Mais la sculpture abstraite, nourrie elle aussi de primitivisme, fait résurgence : le livre Arman et l’art africain traîne non loin de là dans l’atelier… Sornique pratique l’ambiguïté originelle entre passé et présent, entre ici et ailleurs, entre végétal et minéral. Il travaille le bois de sa belle triade assise avec la force des volumes harmonieux et la grande sensualité de la matière. Il fait finalement écho à ses œuvres anciennes en noyer des années 1980, voire du tout début, en 1966.
Dans la société traditionnelle africaine, confronté aux mystères de la vie, l’art s’est enraciné dans l’expression humaine, dans l’esprit de l’ancêtre. Sornique lui-même, issue d’une longue lignée d’ébénistes ou tailleurs de pierre, ayant à son tour fondé une famille d’artistes, ne l’oublie pas.
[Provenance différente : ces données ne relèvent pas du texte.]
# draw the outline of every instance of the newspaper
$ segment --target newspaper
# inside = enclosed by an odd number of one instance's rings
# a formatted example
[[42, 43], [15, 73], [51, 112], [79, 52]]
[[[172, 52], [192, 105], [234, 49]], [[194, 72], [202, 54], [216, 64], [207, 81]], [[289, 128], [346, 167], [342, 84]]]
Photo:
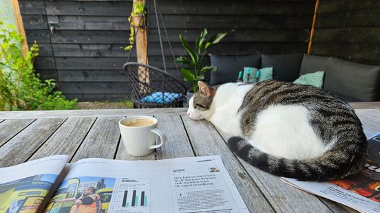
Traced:
[[361, 212], [380, 212], [380, 133], [368, 140], [364, 169], [355, 176], [330, 182], [281, 179], [310, 193], [340, 203]]
[[[41, 174], [44, 177], [45, 171]], [[249, 212], [219, 156], [134, 161], [85, 159], [70, 165], [62, 179], [47, 205], [39, 207], [42, 212]], [[27, 203], [25, 197], [4, 203], [3, 194], [8, 190], [1, 183], [0, 179], [0, 203], [5, 205], [0, 205], [0, 212], [31, 208], [20, 204]], [[86, 203], [89, 199], [91, 204]]]

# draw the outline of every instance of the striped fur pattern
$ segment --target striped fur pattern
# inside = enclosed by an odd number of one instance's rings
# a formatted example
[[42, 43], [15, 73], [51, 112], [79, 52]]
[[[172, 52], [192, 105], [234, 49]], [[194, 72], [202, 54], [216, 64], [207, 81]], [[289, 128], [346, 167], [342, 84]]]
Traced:
[[190, 117], [236, 135], [229, 147], [262, 170], [326, 181], [354, 175], [364, 166], [367, 144], [359, 118], [348, 104], [326, 91], [267, 80], [226, 84], [213, 96], [202, 93], [190, 100]]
Par un habile retour à sa peinture, et à l’histoire de l’art qu’il connaît bien, il sculpte une femme-colonne à fraise, comme si Velázquez avait rencontré les dogons. Grâce à une triangulation du corps humain, il retrouve le fil conducteur de son travail depuis de nombreuses années. Grâce à une expression simple et directe, il donne une vie propre et tendre à un animal comme Grenouille son propre chien, habille un cavalier du Mali comme dans une fuite en Égypte, imagine un ange sauvant un damné (comme sur la chaire de Valuéjols) en rendant tangible le sacré, ou bien encore patine trois totems comme des faux-semblants. Son travail hypnotique, presque chamanique, interroge ainsi sans arrêt la copie et l’original, et va même ironiquement, mais judicieusement, s’exposer sur des lieux de culte millénaires.
Hervé Sornique pratique le syncrétisme anarchique comme un défi, et c’est réjouissant.